May or may not be caused by the same thing but I noticed this when using a browser with uBlock Origin (ad blocker) running. It was blocked due to the “/analytics/events” part of the URL matching one of its filters.
It’s…uhhh…not quite exactly the utopia I was expecting. With just ports 43 and 44 open, it’s not browser friendly (browsers won’t browse on those “unsafe” ports). Granted, the existing setup already proxies a bunch of browser-friendly ports. This aspect was just some tinkering on my part.
I was also expecting it to magically proxy SMTP/POP/IMAP. I could probably put POP on 43 and IMAP on 44 and configure my mail clients as such, but SMTP can’t be moved away from 25 since it needs to be universally reachable.
This is all because I have a mail server that’s naked without a Cloudflare blanket to protect it.

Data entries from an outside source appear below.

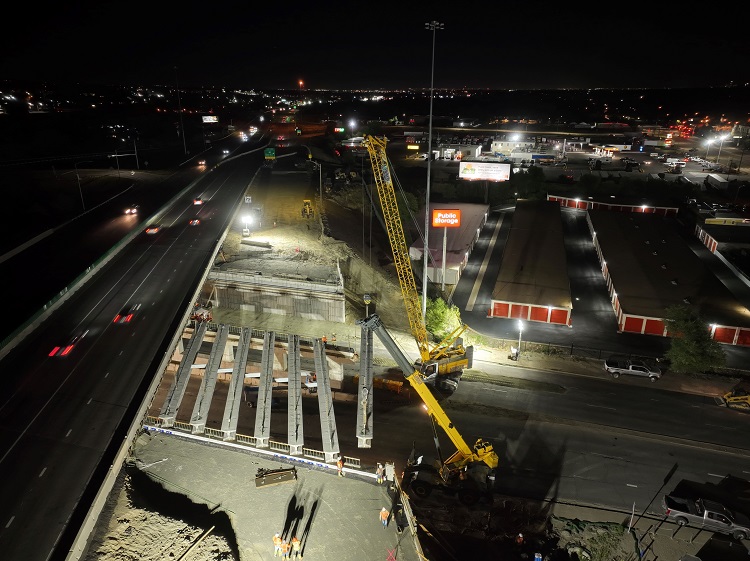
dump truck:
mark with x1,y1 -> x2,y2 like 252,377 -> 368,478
302,199 -> 315,218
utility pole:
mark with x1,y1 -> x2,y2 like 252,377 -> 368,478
174,66 -> 187,156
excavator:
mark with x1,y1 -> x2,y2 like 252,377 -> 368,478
720,384 -> 750,412
362,135 -> 474,393
357,314 -> 498,506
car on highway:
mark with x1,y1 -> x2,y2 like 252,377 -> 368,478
112,304 -> 141,323
48,329 -> 89,356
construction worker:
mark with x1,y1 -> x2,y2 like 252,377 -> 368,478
281,540 -> 292,559
292,536 -> 302,559
380,507 -> 391,530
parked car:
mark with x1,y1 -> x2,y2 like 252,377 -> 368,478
604,356 -> 661,382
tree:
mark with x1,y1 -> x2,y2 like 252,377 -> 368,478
665,305 -> 726,373
425,298 -> 461,340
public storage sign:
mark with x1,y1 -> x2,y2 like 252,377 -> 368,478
432,208 -> 461,228
458,162 -> 510,181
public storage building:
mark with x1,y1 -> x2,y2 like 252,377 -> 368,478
409,203 -> 490,285
587,210 -> 750,345
488,201 -> 573,327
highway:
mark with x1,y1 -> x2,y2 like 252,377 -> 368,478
0,127 -> 749,561
0,144 -> 262,560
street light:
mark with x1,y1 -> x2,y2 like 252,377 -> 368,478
518,319 -> 523,356
716,134 -> 729,164
705,138 -> 714,160
312,162 -> 323,217
422,20 -> 445,321
73,161 -> 92,210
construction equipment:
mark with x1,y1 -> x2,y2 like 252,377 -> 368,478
362,135 -> 474,391
358,314 -> 498,505
302,199 -> 315,218
721,384 -> 750,412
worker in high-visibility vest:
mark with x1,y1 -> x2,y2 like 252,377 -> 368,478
281,540 -> 292,559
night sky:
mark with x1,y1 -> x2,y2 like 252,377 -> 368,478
0,0 -> 750,89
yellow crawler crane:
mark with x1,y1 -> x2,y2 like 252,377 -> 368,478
358,314 -> 498,505
362,135 -> 474,391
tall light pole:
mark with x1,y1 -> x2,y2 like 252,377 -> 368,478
73,162 -> 91,210
174,66 -> 187,156
422,20 -> 445,321
716,134 -> 729,164
517,319 -> 523,356
705,138 -> 714,160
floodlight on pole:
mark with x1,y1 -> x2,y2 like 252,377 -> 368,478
716,134 -> 729,164
422,20 -> 445,321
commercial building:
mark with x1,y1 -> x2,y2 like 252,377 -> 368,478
409,203 -> 490,285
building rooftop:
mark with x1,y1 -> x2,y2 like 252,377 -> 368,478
589,210 -> 750,327
492,201 -> 573,309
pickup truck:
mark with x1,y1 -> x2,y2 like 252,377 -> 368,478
604,357 -> 661,382
662,495 -> 750,540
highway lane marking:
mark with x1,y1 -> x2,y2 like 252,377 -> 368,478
464,214 -> 505,312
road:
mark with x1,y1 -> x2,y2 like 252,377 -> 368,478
0,142 -> 262,560
0,128 -> 741,560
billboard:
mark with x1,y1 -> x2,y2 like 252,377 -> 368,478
432,208 -> 461,228
458,162 -> 510,181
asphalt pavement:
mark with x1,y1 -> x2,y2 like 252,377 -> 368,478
134,316 -> 748,561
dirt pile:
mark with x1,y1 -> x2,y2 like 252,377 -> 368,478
82,472 -> 238,561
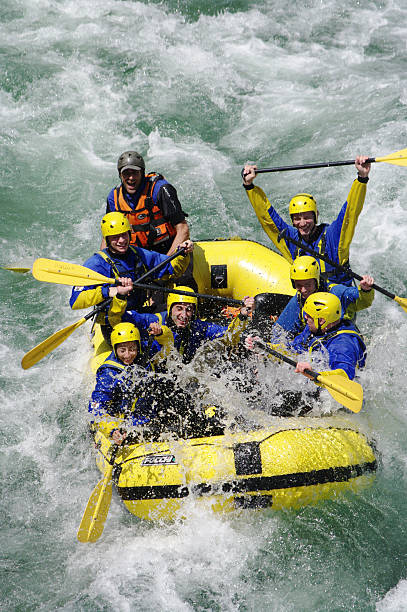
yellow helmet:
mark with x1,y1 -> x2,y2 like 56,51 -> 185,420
290,255 -> 321,289
167,287 -> 198,316
303,291 -> 342,330
110,323 -> 141,354
288,193 -> 318,223
100,212 -> 131,238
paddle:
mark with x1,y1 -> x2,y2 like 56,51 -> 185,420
33,247 -> 185,287
77,445 -> 119,543
21,249 -> 188,370
278,229 -> 407,312
0,266 -> 31,274
21,298 -> 112,370
256,341 -> 363,412
249,149 -> 407,176
134,281 -> 243,306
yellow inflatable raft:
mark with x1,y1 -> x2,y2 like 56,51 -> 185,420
92,240 -> 377,520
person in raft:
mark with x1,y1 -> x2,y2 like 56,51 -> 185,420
126,287 -> 254,363
272,255 -> 374,337
70,212 -> 193,339
88,322 -> 223,444
101,151 -> 189,255
245,292 -> 366,380
242,155 -> 370,285
88,323 -> 160,444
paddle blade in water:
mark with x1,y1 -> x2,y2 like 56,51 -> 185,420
77,466 -> 113,543
394,295 -> 407,312
375,149 -> 407,166
317,372 -> 363,412
21,317 -> 86,370
33,258 -> 116,287
1,266 -> 31,274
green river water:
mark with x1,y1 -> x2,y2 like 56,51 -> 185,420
0,0 -> 407,612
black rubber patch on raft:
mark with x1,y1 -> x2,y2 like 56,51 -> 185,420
233,442 -> 262,476
234,495 -> 273,510
117,461 -> 377,501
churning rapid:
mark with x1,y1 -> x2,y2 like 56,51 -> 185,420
0,0 -> 407,612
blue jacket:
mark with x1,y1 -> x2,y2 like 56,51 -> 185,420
70,246 -> 189,310
123,311 -> 233,363
275,285 -> 359,336
246,179 -> 366,286
290,321 -> 366,380
88,352 -> 155,425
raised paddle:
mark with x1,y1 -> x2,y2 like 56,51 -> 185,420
256,341 -> 363,412
134,281 -> 243,306
77,445 -> 119,543
33,248 -> 185,287
249,149 -> 407,176
21,249 -> 188,370
21,298 -> 112,370
278,229 -> 407,312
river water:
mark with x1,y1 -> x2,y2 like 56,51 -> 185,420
0,0 -> 407,612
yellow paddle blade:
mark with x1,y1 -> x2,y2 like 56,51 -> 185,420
394,295 -> 407,312
317,372 -> 363,412
375,149 -> 407,166
77,465 -> 113,542
21,317 -> 86,370
33,258 -> 116,287
1,266 -> 31,274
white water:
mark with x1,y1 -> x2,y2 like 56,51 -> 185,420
0,0 -> 407,612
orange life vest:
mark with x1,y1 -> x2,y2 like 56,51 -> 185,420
113,172 -> 177,249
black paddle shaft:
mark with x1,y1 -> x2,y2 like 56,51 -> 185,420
134,247 -> 185,283
278,229 -> 396,300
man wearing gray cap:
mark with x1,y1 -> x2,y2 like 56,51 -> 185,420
106,151 -> 189,255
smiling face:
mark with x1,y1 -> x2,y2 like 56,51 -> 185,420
304,312 -> 325,334
292,210 -> 315,238
115,340 -> 138,365
294,278 -> 318,300
171,303 -> 195,328
120,168 -> 144,195
107,232 -> 130,255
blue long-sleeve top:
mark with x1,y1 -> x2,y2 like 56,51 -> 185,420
125,311 -> 245,363
88,352 -> 156,425
275,285 -> 368,336
246,179 -> 366,285
69,246 -> 189,310
289,321 -> 366,380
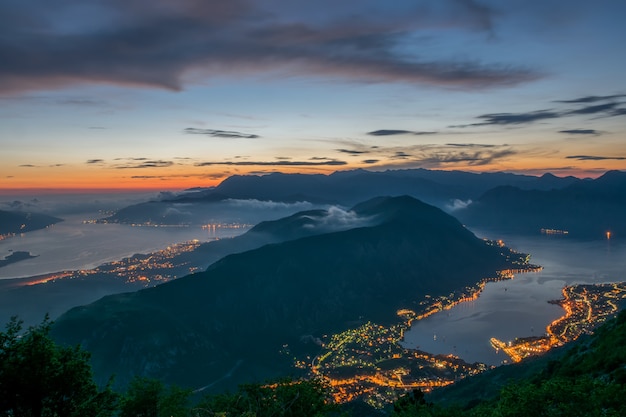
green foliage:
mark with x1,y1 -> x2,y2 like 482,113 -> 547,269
0,317 -> 116,417
120,377 -> 191,417
194,380 -> 335,417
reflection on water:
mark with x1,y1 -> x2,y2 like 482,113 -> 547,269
404,233 -> 626,365
0,216 -> 247,279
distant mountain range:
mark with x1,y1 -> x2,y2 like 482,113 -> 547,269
455,171 -> 626,239
0,203 -> 364,327
101,169 -> 581,224
53,196 -> 511,391
0,210 -> 63,236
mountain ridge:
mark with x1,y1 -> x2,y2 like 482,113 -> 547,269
53,197 -> 510,391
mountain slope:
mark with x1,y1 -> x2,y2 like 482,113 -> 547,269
53,197 -> 520,391
455,171 -> 626,239
102,169 -> 580,224
429,311 -> 626,415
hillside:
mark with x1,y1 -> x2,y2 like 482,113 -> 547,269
0,203 -> 358,326
455,171 -> 626,239
101,169 -> 580,224
414,311 -> 626,417
53,197 -> 520,391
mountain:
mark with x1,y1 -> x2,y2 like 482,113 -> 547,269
455,171 -> 626,239
0,210 -> 62,239
102,169 -> 580,224
428,311 -> 626,415
53,196 -> 511,391
0,208 -> 360,327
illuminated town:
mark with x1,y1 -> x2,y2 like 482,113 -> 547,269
491,282 -> 626,362
9,234 -> 626,408
294,241 -> 626,408
22,240 -> 202,287
286,241 -> 541,408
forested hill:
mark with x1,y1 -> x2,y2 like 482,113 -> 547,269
455,171 -> 626,239
53,197 -> 520,391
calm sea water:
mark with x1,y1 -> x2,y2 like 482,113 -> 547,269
0,214 -> 246,279
404,232 -> 626,365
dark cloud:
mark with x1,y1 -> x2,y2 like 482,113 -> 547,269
0,0 -> 542,94
565,155 -> 626,161
466,110 -> 561,127
367,129 -> 437,136
559,129 -> 601,135
391,151 -> 411,159
556,94 -> 626,103
568,103 -> 620,114
446,143 -> 496,148
367,129 -> 411,136
184,127 -> 260,139
448,94 -> 626,129
419,149 -> 517,167
114,158 -> 174,169
335,149 -> 369,155
194,159 -> 347,167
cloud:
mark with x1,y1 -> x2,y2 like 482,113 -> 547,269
367,129 -> 437,136
446,143 -> 496,148
184,127 -> 260,139
335,149 -> 369,155
114,158 -> 174,169
445,198 -> 472,212
391,151 -> 411,159
565,155 -> 626,161
0,0 -> 542,94
416,149 -> 517,167
302,206 -> 374,232
556,94 -> 626,103
464,110 -> 561,127
194,158 -> 348,167
569,103 -> 621,114
448,94 -> 626,128
559,129 -> 601,136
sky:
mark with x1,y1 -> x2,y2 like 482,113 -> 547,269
0,0 -> 626,194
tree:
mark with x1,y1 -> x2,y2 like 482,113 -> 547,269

Is there any chance we could add a feature to this service? Basically the proxy would add a protocol layer, call it the proxy batching protocol, and forward batched tcp packets (for the sockets coming into the proxy) to the destination via a single tcp socket or something like UDT? (UDP-based Data Transfer Protocol - Wikipedia)
This would be a nice perf optimization in that user/kernel context switch overhead could be dramatically reduced/controlled (ie more data throughput per context switch). Given the context switch overhead has recently gotten much worse due to spectre and meltdown patches, I’m sure this sort of functionality would be very welcome in many stacks. Customers could dramatically decrease their VM instance counts as well, rather than increase them due to the increased cpu overhead from latest security patches.
With respect to UDT, using recvmmsg and sendmmsg would be the magic calls on Linux. For Windows, use RIO (registered i/o) to do the same thing. Send/recv many packets per context switch. Could possibly use DTLS to encrypt the datagrams?
BTW, doing the same thing for the websocket proxy would be useful as well.
@jdavis We’re absolutely going to add features to optimize TCP performance and demultiplex. The UDT draft expired in 2010 so it might not be that exactly. draft-gg-udt-03
Given Intel is shipping Stratix w/ Xeon’s, this is also incredibly interesting, could take pub/sub w/ regex or other pattern matching to a whole new level:
A question that has been haunting me ever since I started using Cloudflare services: What about data security and data protection?
The latest transparency report reported that no traffic was diverted to government requests or keys were passed on. If users send e. g. SSH, e-mail and other confidential traffic through the Cloudflare network in parallel to the web proxy service, the question should be asked. After all, it’s a lot of responsibility and trust for Cloudflare.
Could you imagine including “Proxy Anything” in the transparency report for next year?